No one has said why police opened fire on the victim. Nothing has been reported to suggest he confronted or attacked police. Police have only said that Ralph Stephens “engaged police” but this has not been corroborated by any independent sources or witnesses. Several people were said to be in the residence at which Stephens was killed when the shooting happened.

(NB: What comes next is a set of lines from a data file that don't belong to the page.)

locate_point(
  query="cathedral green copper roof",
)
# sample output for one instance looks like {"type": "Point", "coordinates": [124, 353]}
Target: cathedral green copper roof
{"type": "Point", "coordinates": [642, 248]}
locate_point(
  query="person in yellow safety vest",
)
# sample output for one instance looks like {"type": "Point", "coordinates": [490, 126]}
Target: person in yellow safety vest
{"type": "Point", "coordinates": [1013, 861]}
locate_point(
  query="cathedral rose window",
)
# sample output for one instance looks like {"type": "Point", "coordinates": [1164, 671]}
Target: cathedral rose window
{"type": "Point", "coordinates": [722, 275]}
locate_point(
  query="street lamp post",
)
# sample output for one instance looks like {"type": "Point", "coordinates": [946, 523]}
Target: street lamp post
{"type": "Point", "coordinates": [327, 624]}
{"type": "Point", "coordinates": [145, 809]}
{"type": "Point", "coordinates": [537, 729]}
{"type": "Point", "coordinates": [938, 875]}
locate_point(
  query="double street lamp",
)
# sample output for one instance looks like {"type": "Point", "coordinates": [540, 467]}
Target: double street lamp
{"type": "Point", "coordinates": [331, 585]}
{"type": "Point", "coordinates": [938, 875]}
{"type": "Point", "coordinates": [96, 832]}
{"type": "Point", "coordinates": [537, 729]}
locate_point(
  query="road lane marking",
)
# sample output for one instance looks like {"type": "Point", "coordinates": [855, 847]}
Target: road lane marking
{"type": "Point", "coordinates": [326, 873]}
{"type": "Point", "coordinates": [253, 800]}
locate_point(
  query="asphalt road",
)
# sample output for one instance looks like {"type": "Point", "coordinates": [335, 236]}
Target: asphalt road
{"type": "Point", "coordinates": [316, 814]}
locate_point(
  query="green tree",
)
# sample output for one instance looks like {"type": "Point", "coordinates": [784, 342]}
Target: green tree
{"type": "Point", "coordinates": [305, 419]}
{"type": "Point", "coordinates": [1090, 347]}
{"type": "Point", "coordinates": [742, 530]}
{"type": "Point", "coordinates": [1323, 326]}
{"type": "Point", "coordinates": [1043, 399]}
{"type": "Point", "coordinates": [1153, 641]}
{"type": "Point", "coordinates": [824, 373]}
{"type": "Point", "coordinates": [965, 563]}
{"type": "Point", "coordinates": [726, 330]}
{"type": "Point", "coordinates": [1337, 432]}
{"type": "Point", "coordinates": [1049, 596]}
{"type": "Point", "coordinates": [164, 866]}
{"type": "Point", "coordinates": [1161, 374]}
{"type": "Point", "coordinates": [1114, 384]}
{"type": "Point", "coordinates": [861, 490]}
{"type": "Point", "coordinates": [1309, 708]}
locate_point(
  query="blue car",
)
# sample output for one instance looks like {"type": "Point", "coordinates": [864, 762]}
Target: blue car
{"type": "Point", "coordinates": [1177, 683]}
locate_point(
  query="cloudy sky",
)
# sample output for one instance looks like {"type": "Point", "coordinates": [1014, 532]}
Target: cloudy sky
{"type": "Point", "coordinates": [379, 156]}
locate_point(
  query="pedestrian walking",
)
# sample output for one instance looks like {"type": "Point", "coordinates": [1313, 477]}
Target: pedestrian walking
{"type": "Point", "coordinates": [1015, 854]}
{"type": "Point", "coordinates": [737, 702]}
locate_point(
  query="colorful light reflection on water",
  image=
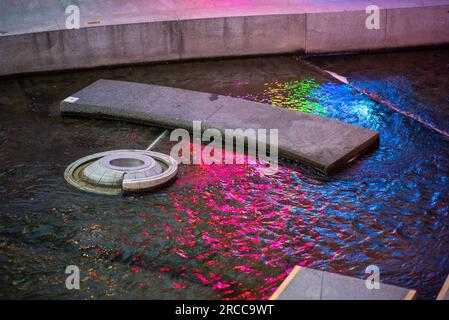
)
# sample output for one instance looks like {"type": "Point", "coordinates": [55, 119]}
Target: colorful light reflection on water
{"type": "Point", "coordinates": [221, 231]}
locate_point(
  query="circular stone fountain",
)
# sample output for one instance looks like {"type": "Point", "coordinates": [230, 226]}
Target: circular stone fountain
{"type": "Point", "coordinates": [121, 171]}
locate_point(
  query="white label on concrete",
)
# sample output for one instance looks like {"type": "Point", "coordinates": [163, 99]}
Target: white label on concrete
{"type": "Point", "coordinates": [71, 99]}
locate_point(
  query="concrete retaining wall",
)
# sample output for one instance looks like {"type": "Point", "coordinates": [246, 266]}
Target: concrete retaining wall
{"type": "Point", "coordinates": [254, 32]}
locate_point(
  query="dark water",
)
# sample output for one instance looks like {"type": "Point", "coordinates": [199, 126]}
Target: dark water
{"type": "Point", "coordinates": [221, 231]}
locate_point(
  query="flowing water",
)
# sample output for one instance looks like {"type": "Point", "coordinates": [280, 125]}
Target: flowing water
{"type": "Point", "coordinates": [224, 231]}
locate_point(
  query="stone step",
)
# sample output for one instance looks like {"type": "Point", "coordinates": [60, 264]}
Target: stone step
{"type": "Point", "coordinates": [309, 284]}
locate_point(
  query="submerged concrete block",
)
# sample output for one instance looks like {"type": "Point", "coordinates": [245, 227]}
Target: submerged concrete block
{"type": "Point", "coordinates": [324, 143]}
{"type": "Point", "coordinates": [309, 284]}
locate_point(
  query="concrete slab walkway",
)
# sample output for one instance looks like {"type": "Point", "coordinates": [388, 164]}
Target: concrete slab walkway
{"type": "Point", "coordinates": [323, 143]}
{"type": "Point", "coordinates": [33, 34]}
{"type": "Point", "coordinates": [309, 284]}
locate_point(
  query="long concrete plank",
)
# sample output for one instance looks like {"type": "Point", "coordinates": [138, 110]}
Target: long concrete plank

The dangerous nature of this police action and the prospect it will stoke justified anger toward RCMP are clear. Police seem concerned with dampening any response. Chief Superintendent Tony Hamori, the officer in charge of Southern Alberta made an appeal with no note of accountability or reasons for adherence: “I also urge calm in the community while the investigations take place” (quoted by Anderson 2017).

Community members describe a chaotic scene after police arrived on the scene. According to Gerald Powderface, a relative of Ralph Stephens: “My family told me it happened so quick, even my cousin was asking them ‘Have you shot my boy?’ They didn’t even answer him, they just dragged him out of the house without no shoes and they’re throwing people out of the house left and right. They didn’t even answer his question, ‘Have you shot my boy? What happened, what’s going on here?’” (quoted in Anderson 2017).

The community has come to the family’s care and support. According to Gerald Powderface: We have a community here that support each other on every matter, especially a matter like that. They all come to the house. There was a lot of people there last night when I left” (quoted in Anderson 2017).

The Alberta Serious Incident Response Team (ASIRT), the agency that investigates cases of police harm to civilians in the province, is investigating the RCMP actions in killing Ralph Stephens. RCMP continue to maintain an active presence on the reserve since the shooting.

Whatever one might think about this particular case the fact remains that an historic settler colonial force built on dispossession, expropriation, and genocide continues to police Indigenous communities across Canada.